E' il segno di un risveglio... di un cambiamento di tendenza? Speriamo.
Intanto 3000 persone - altrimenti troppo diverse nelle idee e nei comportamenti per incontrarsi - hanno marciato insieme per lo stesso motivo: il rispetto...

Quello che PRETENDIAMO da parte di chi ci amministra in forza di un mandato che noi stessi gli abbiamo dato, secondo le regole della DEMOCRAZIA.

Perciò abbiamo chiesto a gran voce che si tenesse conto delle nostre idee su 3 temi caldissimi ed importantissimi:
- l'elettrodotto aereo Würmlach-Somplago al quale diciamo fermamente "NO"!
- la privatizzazione dell'ACQUA alla quale obiettiamo che l'acqua è un bene primario e che, come tale, dev'essere DISPONIBILE per tutti, senza che qualcuno vi si arricchisca sopra.
- la minaccia ecologica e geologica rappresentata dagli sbalzi di livello cui è sottoposto il Lago di Cavazzo per consentire il potenziamento di una centrale idroelettrica.

Mentre chi istituzionalmente avrebbe dovuto sentire l'impegno ad esserci, si è comportato come i topi... anzi, come i ratti.

Per carità, nessuna meraviglia.
Che altro ci si potrebbe aspettare da certa gente?

Speriamo che la memoria funzioni e che tutti se la ricordino, quando torneremo alle urne, questa imbarazzante immagine...

sabato 13 novembre 2010

Di lenticchie, banane e sottaceti

Di lenticchie...
Quando poi si compì per lei il tempo di partorire, ecco due gemelli erano nel suo grembo. Uscì il primo, rossiccio e tutto come un mantello di pelo, e fu chiamato Esaù. Subito dopo, uscì il fratello e teneva in mano il calcagno di Esaù; fu chiamato Giacobbe.
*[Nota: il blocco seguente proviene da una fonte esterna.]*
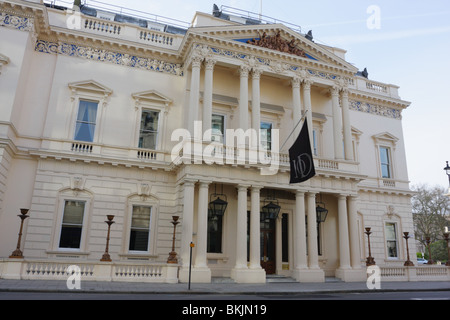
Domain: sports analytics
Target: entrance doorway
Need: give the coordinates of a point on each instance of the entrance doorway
(267, 240)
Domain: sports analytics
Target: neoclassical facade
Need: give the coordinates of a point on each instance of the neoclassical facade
(103, 115)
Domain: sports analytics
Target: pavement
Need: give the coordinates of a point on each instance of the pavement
(272, 287)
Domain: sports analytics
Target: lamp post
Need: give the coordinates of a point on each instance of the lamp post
(173, 255)
(17, 254)
(217, 207)
(448, 249)
(370, 260)
(430, 260)
(408, 263)
(447, 171)
(106, 256)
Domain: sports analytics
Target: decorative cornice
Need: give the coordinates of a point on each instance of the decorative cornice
(104, 55)
(380, 110)
(16, 22)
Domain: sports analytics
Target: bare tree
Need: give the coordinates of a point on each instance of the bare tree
(431, 209)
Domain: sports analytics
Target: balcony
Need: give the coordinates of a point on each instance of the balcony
(369, 86)
(77, 22)
(101, 153)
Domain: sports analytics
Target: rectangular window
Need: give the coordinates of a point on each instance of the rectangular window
(391, 240)
(385, 162)
(86, 120)
(218, 128)
(315, 141)
(140, 228)
(266, 135)
(148, 134)
(214, 242)
(72, 224)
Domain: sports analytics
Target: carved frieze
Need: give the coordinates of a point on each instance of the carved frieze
(103, 55)
(277, 43)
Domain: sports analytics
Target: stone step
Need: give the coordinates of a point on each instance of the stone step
(278, 279)
(221, 280)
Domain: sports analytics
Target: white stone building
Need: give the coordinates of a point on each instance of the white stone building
(90, 107)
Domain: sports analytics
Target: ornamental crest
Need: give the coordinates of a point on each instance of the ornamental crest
(277, 43)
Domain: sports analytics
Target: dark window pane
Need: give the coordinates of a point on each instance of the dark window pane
(70, 237)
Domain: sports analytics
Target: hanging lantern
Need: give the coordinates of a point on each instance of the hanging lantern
(217, 207)
(321, 212)
(270, 210)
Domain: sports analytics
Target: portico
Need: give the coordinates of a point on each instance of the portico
(311, 251)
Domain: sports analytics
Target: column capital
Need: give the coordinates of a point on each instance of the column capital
(342, 196)
(244, 70)
(189, 182)
(312, 193)
(296, 82)
(196, 61)
(242, 187)
(256, 73)
(307, 82)
(334, 90)
(344, 93)
(210, 63)
(204, 183)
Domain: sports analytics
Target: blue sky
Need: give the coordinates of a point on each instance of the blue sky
(410, 47)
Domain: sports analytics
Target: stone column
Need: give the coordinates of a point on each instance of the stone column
(300, 258)
(255, 229)
(348, 148)
(241, 229)
(241, 273)
(337, 125)
(296, 104)
(208, 94)
(353, 229)
(243, 98)
(201, 272)
(194, 92)
(256, 107)
(313, 256)
(344, 255)
(313, 273)
(308, 107)
(187, 223)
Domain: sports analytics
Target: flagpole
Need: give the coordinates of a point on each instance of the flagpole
(303, 117)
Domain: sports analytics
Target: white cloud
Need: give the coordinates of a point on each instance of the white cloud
(377, 37)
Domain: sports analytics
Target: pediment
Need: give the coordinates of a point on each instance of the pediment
(90, 86)
(152, 96)
(278, 39)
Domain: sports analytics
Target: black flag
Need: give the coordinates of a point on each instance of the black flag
(300, 157)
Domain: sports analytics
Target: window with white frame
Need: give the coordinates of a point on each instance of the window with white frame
(140, 228)
(72, 224)
(391, 239)
(89, 101)
(86, 121)
(385, 162)
(151, 108)
(385, 145)
(218, 128)
(148, 133)
(266, 135)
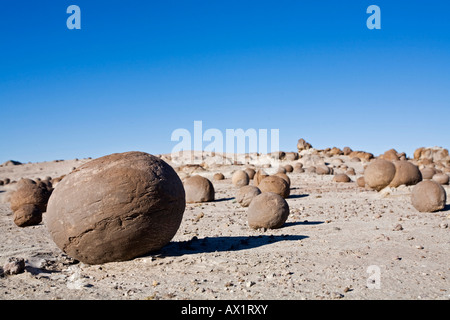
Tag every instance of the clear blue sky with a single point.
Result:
(138, 70)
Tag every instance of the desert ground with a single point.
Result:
(336, 235)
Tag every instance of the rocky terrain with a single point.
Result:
(340, 240)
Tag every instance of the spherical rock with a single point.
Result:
(276, 185)
(27, 215)
(218, 176)
(250, 172)
(341, 177)
(246, 194)
(303, 145)
(441, 178)
(428, 173)
(281, 170)
(284, 177)
(267, 210)
(240, 178)
(323, 169)
(116, 208)
(259, 176)
(198, 189)
(30, 193)
(379, 174)
(428, 196)
(391, 155)
(14, 266)
(361, 182)
(406, 173)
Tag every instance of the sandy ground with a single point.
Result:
(339, 242)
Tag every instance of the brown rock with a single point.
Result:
(246, 194)
(291, 156)
(341, 177)
(240, 178)
(379, 174)
(441, 178)
(27, 215)
(14, 266)
(347, 151)
(30, 193)
(428, 173)
(250, 172)
(198, 189)
(218, 176)
(116, 208)
(406, 173)
(391, 155)
(259, 176)
(428, 196)
(362, 155)
(276, 185)
(283, 176)
(303, 145)
(323, 169)
(267, 210)
(361, 182)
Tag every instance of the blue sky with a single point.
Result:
(138, 70)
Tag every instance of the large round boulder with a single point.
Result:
(198, 189)
(441, 178)
(240, 178)
(116, 208)
(246, 194)
(276, 185)
(29, 201)
(341, 177)
(259, 176)
(406, 173)
(379, 174)
(267, 210)
(428, 196)
(428, 173)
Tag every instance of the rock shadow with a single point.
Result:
(295, 196)
(303, 223)
(221, 244)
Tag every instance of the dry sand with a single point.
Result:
(334, 233)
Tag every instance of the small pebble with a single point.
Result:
(14, 266)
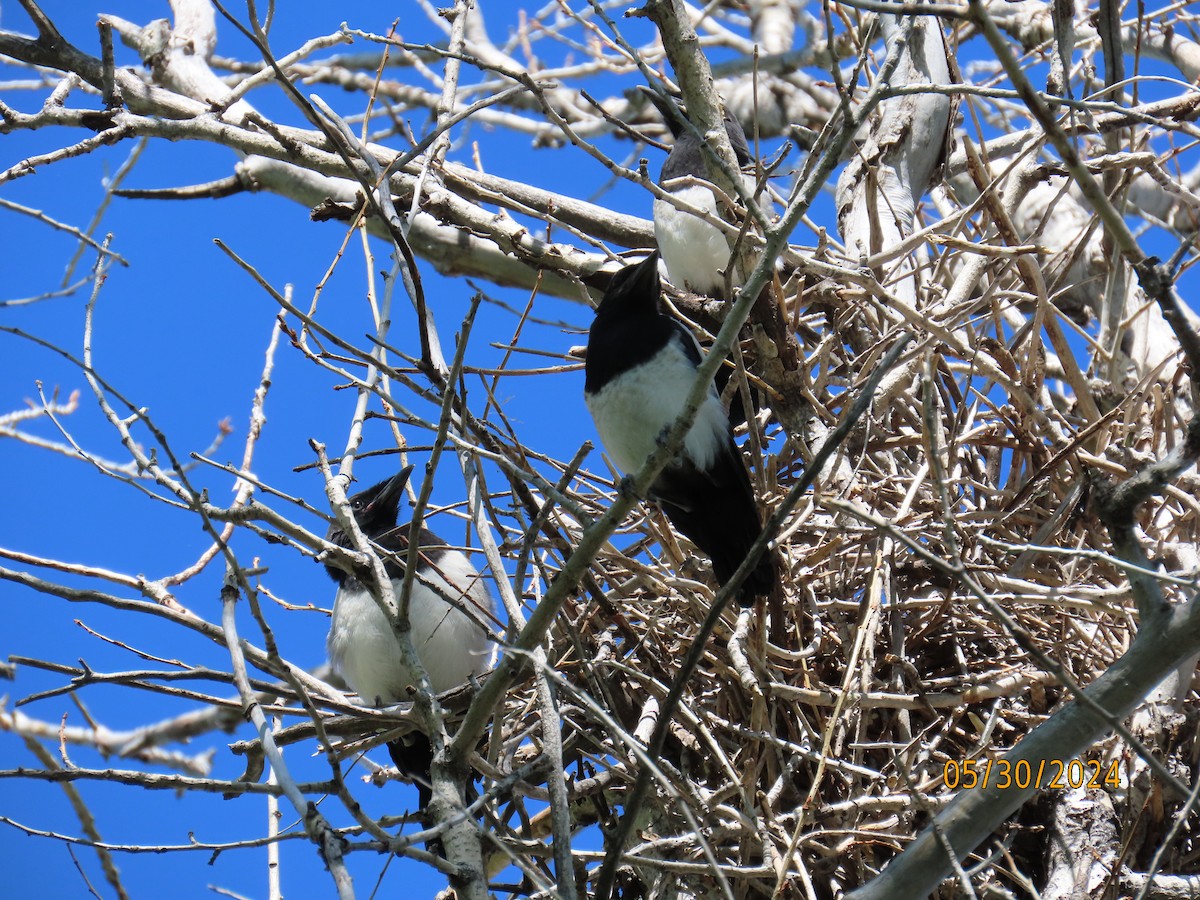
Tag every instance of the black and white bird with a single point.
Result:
(448, 611)
(695, 253)
(641, 365)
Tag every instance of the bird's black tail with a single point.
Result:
(413, 756)
(717, 510)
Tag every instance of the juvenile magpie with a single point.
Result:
(447, 610)
(695, 253)
(640, 367)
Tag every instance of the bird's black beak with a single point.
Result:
(388, 499)
(645, 276)
(671, 111)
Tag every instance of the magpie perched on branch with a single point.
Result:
(695, 252)
(641, 365)
(448, 609)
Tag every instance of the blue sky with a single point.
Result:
(183, 331)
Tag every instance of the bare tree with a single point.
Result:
(975, 445)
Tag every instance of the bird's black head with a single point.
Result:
(685, 156)
(636, 286)
(376, 511)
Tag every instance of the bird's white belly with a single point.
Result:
(451, 645)
(633, 409)
(693, 250)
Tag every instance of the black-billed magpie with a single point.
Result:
(641, 365)
(448, 609)
(696, 253)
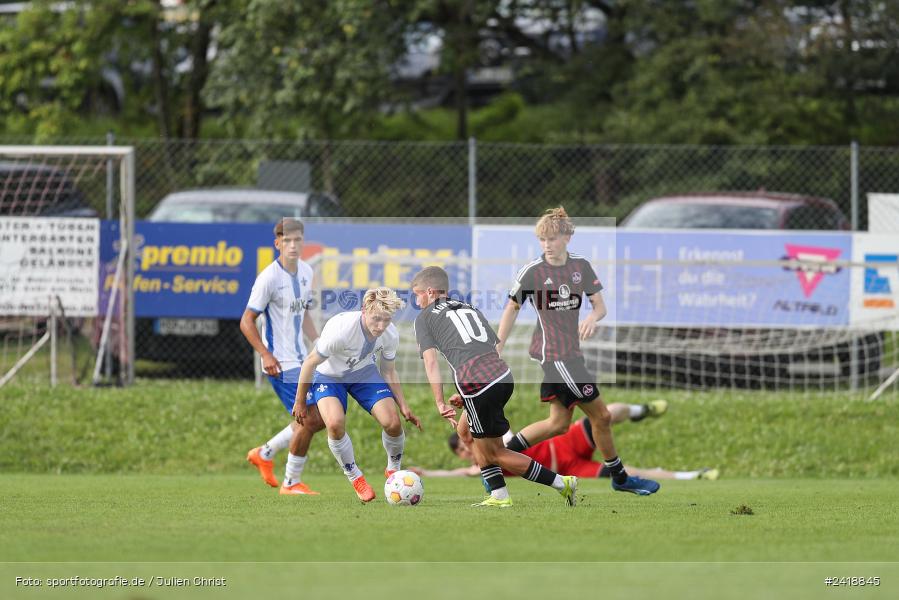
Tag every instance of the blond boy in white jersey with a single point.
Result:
(344, 361)
(282, 292)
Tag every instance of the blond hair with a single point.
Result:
(381, 300)
(554, 222)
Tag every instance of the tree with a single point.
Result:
(52, 62)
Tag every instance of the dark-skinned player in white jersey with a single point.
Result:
(484, 382)
(555, 283)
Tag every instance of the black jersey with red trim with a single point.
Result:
(462, 334)
(557, 294)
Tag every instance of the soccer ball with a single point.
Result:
(403, 488)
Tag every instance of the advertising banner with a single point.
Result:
(875, 288)
(44, 257)
(206, 270)
(684, 278)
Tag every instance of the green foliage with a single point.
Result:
(324, 62)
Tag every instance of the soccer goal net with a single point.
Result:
(66, 247)
(804, 322)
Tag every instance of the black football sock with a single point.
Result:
(540, 474)
(493, 477)
(616, 470)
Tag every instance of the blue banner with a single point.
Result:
(644, 285)
(207, 270)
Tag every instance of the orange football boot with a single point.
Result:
(363, 490)
(266, 467)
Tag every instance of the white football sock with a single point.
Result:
(277, 443)
(342, 450)
(294, 472)
(394, 447)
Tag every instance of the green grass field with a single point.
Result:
(151, 481)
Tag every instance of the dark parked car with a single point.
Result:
(216, 346)
(738, 210)
(241, 205)
(681, 355)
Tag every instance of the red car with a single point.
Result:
(738, 210)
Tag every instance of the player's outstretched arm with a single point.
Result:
(510, 313)
(270, 364)
(587, 327)
(309, 328)
(432, 368)
(306, 373)
(388, 371)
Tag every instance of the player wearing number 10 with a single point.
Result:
(461, 333)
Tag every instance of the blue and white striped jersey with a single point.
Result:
(283, 298)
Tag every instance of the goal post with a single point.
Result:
(53, 214)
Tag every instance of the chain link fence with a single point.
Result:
(471, 180)
(411, 179)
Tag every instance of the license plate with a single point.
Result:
(187, 327)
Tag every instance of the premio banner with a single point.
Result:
(44, 257)
(200, 270)
(689, 278)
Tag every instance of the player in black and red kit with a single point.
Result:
(464, 337)
(555, 284)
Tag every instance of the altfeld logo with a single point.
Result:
(811, 264)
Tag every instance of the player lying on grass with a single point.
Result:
(571, 452)
(464, 337)
(555, 283)
(282, 291)
(343, 362)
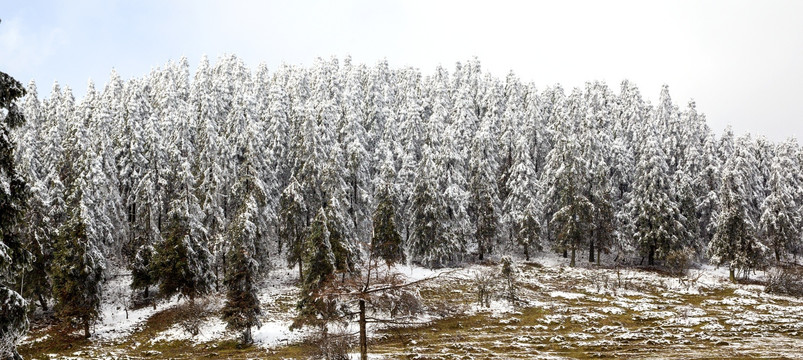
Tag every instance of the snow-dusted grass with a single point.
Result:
(562, 312)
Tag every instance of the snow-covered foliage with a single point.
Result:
(179, 177)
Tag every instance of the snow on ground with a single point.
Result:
(561, 307)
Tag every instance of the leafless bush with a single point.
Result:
(600, 280)
(785, 281)
(333, 344)
(485, 282)
(679, 261)
(191, 314)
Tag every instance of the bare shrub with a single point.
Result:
(679, 261)
(191, 314)
(600, 280)
(485, 283)
(333, 344)
(785, 281)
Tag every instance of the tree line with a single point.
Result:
(200, 182)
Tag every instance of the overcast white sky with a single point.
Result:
(742, 61)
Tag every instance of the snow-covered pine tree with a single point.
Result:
(293, 224)
(653, 207)
(567, 177)
(78, 264)
(522, 207)
(386, 242)
(428, 243)
(780, 216)
(13, 256)
(485, 203)
(316, 307)
(572, 218)
(242, 268)
(734, 243)
(37, 233)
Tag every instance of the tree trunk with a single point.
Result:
(527, 252)
(363, 333)
(573, 256)
(599, 252)
(42, 302)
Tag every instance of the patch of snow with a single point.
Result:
(566, 295)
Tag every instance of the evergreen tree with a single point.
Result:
(316, 307)
(734, 243)
(386, 242)
(293, 224)
(522, 207)
(77, 272)
(780, 219)
(485, 203)
(572, 212)
(13, 196)
(653, 208)
(242, 304)
(183, 264)
(428, 243)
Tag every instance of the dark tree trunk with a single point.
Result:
(599, 253)
(363, 333)
(527, 252)
(42, 302)
(573, 257)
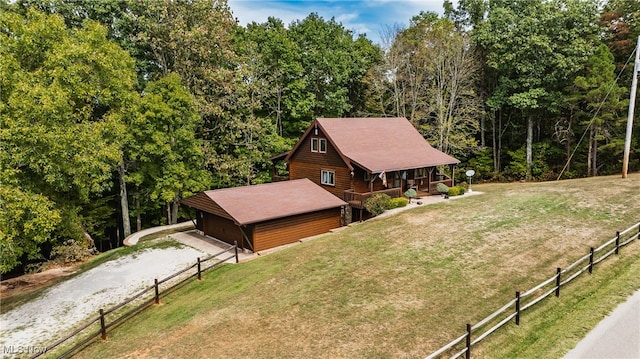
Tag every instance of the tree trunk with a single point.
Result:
(138, 216)
(594, 156)
(168, 210)
(590, 153)
(529, 146)
(124, 201)
(496, 163)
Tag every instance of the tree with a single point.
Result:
(600, 105)
(64, 92)
(169, 158)
(430, 77)
(536, 49)
(334, 66)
Isacco aveva sessant'anni quando essi nacquero.
I fanciulli crebbero ed Esaù divenne abile nella caccia, un uomo della steppa, mentre Giacobbe era un uomo tranquillo, che dimorava sotto le tende. Isacco prediligeva Esaù, perché la cacciagione era di suo gusto, mentre Rebecca prediligeva Giacobbe.
Una volta Giacobbe aveva cotto una minestra di lenticchie; Esaù arrivò dalla campagna ed era sfinito. Disse a Giacobbe: «Lasciami mangiare un po' di questa minestra rossa, perché io sono sfinito» (Per questo fu chiamato Edom). Giacobbe disse: «Vendimi subito la tua primogenitura». Rispose Esaù: «Ecco sto morendo: a che mi serve allora la primogenitura?». Giacobbe allora disse: «Giuramelo subito». Quegli lo giurò e vendette la primogenitura a Giacobbe. Giacobbe diede ad Esaù il pane e la minestra di lenticchie; questi mangiò e bevve, poi si alzò e se ne andò.
A tal punto Esaù aveva disprezzato la primogenitura.

... banane...
Negli anni '50 la Sade, società adriatica di elettricità che sarebbe divenuta tristemente nota come corresponsabile del disastro del Vajont del 1963, realizzò il "sistema idroelettrico del Tagliamento, usufruendo dell'acqua dei nostri laghi carnici di Cavazzo e di Verzegnis. Nonostante ciò il territorio Carnico fu fortemente penalizzato rispetto ai benefici che avvantaggiarono solo la Sade stessa e la zona pedemontana.
Una leggenda metropolitana racconta che i funzionari della Sade riuscirono a convincere i Sindaci carnici ad aderire al loro progetto invitandoli ad una cena durante la quale li "impressionarono" facendo servire a tavola delle banane, cibo che in Carnia non si era mai visto e che, per ovvie ragioni, non si sapeva come mangiare.

... e i sottaceti?
Quelli hanno a che fare con una vicenda che sta interessando la Carnia e i Carnici in questi giorni. Vale a dire la realizzazione di un elettrodotto aereo che attraverserà tutto il nostro territorio con mostruosi tralicci alti 60 metri che favoriranno il rilancio turistico della Carnia e grazieranno la nostra gente con la possibilità di esporsi ad onde elettromagnetiche sui cui effetti oramai si discute da decenni senza dare una risposta univoca al dubbio che possano causare malattie agli esseri viventi.
I nostri rappresentanti politici, dopo una prima, unanime, opposizione alla proposta, adesso si sono spaccati fra oppositori e sostenitori dell'iniziativa.
Questo dimenticando quale sia il loro ruolo pro-tempore: difendere e favorire gli interessi dei cittadini.
Infatti, se gli elettori hanno il DIRITTO di scegliere a chi dare il proprio voto, gli eletti hanno il DOVERE di rappresentare TUTTI, anche coloro che la pensano altrimenti rispetto a loro.
Fra le Amministrazioni che hanno cambiato idea, primeggia quella del MIO PAese.
Anzi, all'ultimo Consiglio comunale, la compagine che governa la mia cittadina, ha vergognosamente offeso i cittadini presenti, deridendone le possibili preoccupazioni e le giuste richieste.
Anzi, la vice-sindaco, laureata in medicina (sic), ha avuto l'ardire di dichiarare che l'assorbimento delle onde derivanti dal mostro che si vuole realizzare sono pari all'assunzione di ... sottaceti.
Glissando sui troppo facili commenti a cotanta dotta disquisizione, stasera sono soddisfatta di aver partecipato alla grande manifestazione che si è tenuta questo pomeriggio a Paluzza, una delle nostre cittadine carniche.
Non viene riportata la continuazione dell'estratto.